Python’s Walrus Operator and Dict Comprehensions

Submitted by Sean on Fri, 03/03/2023 - 03:12

Python 3.8 added an assignment operator :=, also known as the “walrus operator” (rotate it 90 degrees clockwise and you’ll see why). A few use cases are described in this page on What’s New in Python 3.8, but despite the fact that it’s not so new anymore (it came out more than three years ago), I hadn’t found much use for it until recently. 

Why was the walrus operator created? In Python, ordinary assignment with = is an expression, so it doesn’t return a value.For example, print(x=23) returns an error: thre’s no value to print. print(x:=23) succeeds, the other hand, and prints 23. But of course you can just assign a value to x on another line and then print it, so this isn’t a compelling case.

I do a lot of data wrangling, and when dataclasses were first introduced (Python 3.7) they quickly became my go-to approach for loading structured data. They make it easy to 

  • model external record structures in Python
  • define static methods from converting data from JSON, CSV, or other formats
  • define class-specific methods

and more. Going further, when those record structures have a unique identifier (which is often the case), it can be convenient to load the whole dataset into a reader or manager class that subclasses UserDict, with the identifiers as keys and the records (as dataclasss instances) as values. That way you have all the data, nicely organized, but also accessible by looking up a record’s identifier in the dictionary, 

Dictionary comprehensions are an efficient and natural way to structure this, but there’s a problem: if you’re reading some data to create a dataclasss instance inside the comprehension, how do you get the identifier out of the dataclass at the same time so you can use it for the key?

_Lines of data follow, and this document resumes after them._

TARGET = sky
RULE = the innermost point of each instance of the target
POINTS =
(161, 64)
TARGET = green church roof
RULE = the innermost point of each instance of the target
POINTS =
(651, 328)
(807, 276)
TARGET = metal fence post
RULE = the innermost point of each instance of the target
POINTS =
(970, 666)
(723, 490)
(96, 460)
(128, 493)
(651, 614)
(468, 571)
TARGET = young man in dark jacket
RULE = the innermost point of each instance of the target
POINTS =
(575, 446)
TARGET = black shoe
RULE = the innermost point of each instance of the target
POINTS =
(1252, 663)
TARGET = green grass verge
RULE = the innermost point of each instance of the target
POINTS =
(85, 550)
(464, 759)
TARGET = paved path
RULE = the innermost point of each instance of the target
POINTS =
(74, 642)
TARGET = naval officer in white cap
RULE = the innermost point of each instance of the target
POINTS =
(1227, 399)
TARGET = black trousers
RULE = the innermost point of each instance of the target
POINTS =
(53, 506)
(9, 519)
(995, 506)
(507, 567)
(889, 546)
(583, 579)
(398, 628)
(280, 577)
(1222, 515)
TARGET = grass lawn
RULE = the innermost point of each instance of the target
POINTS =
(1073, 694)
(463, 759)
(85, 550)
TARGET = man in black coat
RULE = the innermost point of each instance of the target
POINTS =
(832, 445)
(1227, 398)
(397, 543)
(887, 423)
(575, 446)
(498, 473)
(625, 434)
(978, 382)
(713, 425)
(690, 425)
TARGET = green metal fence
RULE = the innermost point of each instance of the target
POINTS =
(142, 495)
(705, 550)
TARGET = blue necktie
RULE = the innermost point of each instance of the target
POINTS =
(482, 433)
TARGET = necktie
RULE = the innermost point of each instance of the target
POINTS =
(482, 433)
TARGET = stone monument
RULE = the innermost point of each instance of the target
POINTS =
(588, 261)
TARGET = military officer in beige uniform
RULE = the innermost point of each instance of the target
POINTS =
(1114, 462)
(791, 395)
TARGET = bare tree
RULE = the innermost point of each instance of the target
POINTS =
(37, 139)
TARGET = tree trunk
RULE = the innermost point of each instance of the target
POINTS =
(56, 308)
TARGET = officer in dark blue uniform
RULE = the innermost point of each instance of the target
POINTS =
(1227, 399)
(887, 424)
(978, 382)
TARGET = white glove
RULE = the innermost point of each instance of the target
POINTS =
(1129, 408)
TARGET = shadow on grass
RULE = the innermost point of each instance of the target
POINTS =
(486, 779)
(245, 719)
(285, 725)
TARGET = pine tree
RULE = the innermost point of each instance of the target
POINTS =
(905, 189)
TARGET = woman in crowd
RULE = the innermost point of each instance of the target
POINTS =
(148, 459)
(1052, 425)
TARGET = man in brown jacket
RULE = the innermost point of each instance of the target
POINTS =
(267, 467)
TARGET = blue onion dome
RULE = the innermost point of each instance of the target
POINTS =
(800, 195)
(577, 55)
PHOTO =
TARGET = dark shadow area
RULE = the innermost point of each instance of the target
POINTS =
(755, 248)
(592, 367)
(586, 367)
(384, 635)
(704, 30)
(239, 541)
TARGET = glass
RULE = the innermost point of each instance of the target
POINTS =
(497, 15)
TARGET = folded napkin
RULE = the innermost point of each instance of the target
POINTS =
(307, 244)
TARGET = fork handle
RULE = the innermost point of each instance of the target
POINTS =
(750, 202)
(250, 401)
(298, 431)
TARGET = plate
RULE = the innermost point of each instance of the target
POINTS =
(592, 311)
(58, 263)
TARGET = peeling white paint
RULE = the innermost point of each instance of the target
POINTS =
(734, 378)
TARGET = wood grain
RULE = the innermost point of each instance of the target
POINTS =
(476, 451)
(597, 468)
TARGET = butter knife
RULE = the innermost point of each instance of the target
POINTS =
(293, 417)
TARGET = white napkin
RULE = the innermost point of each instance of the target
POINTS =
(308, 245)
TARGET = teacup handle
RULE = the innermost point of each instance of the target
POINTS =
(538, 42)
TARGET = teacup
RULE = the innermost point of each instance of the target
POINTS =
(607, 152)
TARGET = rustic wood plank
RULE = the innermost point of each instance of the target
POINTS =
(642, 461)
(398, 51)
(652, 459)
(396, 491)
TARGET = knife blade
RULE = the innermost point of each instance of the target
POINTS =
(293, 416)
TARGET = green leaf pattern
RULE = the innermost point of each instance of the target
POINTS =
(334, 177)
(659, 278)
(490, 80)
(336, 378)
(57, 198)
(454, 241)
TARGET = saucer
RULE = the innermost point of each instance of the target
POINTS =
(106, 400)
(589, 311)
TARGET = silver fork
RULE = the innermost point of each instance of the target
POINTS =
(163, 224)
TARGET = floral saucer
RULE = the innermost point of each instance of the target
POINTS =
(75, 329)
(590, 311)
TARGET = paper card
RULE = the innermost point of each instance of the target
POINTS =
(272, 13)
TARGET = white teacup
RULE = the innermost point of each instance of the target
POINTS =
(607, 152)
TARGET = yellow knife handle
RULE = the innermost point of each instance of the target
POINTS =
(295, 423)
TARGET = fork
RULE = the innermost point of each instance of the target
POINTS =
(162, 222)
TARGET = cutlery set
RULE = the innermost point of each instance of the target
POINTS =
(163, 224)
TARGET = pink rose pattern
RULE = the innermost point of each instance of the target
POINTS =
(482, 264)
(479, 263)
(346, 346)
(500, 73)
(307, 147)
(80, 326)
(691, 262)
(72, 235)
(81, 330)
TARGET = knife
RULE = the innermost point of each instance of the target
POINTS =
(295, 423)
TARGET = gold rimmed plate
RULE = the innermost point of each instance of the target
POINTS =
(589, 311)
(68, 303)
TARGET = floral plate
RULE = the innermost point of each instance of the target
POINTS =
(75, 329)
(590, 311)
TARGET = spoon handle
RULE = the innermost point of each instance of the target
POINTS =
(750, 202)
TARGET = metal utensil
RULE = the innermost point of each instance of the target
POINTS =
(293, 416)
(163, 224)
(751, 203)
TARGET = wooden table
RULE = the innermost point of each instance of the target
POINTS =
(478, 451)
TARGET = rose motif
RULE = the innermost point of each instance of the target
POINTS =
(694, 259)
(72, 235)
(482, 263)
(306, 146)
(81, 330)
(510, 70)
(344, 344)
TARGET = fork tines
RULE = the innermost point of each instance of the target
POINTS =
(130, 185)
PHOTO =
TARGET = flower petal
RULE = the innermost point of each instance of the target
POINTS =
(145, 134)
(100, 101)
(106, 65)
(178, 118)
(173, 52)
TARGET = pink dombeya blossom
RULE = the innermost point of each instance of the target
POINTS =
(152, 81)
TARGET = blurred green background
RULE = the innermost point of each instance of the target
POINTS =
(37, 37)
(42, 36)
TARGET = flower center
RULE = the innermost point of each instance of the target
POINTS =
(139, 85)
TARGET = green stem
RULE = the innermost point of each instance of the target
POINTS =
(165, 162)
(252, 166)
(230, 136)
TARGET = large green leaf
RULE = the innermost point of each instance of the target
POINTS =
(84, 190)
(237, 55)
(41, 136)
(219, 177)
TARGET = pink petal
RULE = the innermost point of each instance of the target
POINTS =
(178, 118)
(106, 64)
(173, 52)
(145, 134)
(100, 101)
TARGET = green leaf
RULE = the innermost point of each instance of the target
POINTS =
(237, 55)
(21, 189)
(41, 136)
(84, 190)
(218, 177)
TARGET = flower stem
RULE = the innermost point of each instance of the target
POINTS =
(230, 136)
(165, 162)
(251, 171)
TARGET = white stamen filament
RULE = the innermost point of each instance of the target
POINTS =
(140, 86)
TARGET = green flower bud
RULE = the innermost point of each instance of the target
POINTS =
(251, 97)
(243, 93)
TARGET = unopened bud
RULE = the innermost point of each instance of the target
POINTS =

The walrus operator makes this easy. Add an if clause inside the comprehension that assigns the loaded data to a dataclass using the walrus operator (this crucially assumes your data loader always returns a non-null value). Now you’ve got the instance, so you can use the identifier field as the key and the whole instance as the value in the comprehension. 

Example: suppose you have a CSV with 50 records on each US state, with the state abbreviation in one column and various other statistics in additional columns, with a dataclass like this represent a single row.

class StateData:
    abbreviation: str
    stat1: int
    stat2: int

etc. You can initialize a dict for this data with something like this (assuming you're using `DictReader` or something similar)

datadict = {abbreviation: StateData(**row) for row in rows if (abbreviation := row["abbreviation"])}

I do this kind of thing all the time now that I've figured out the pattern.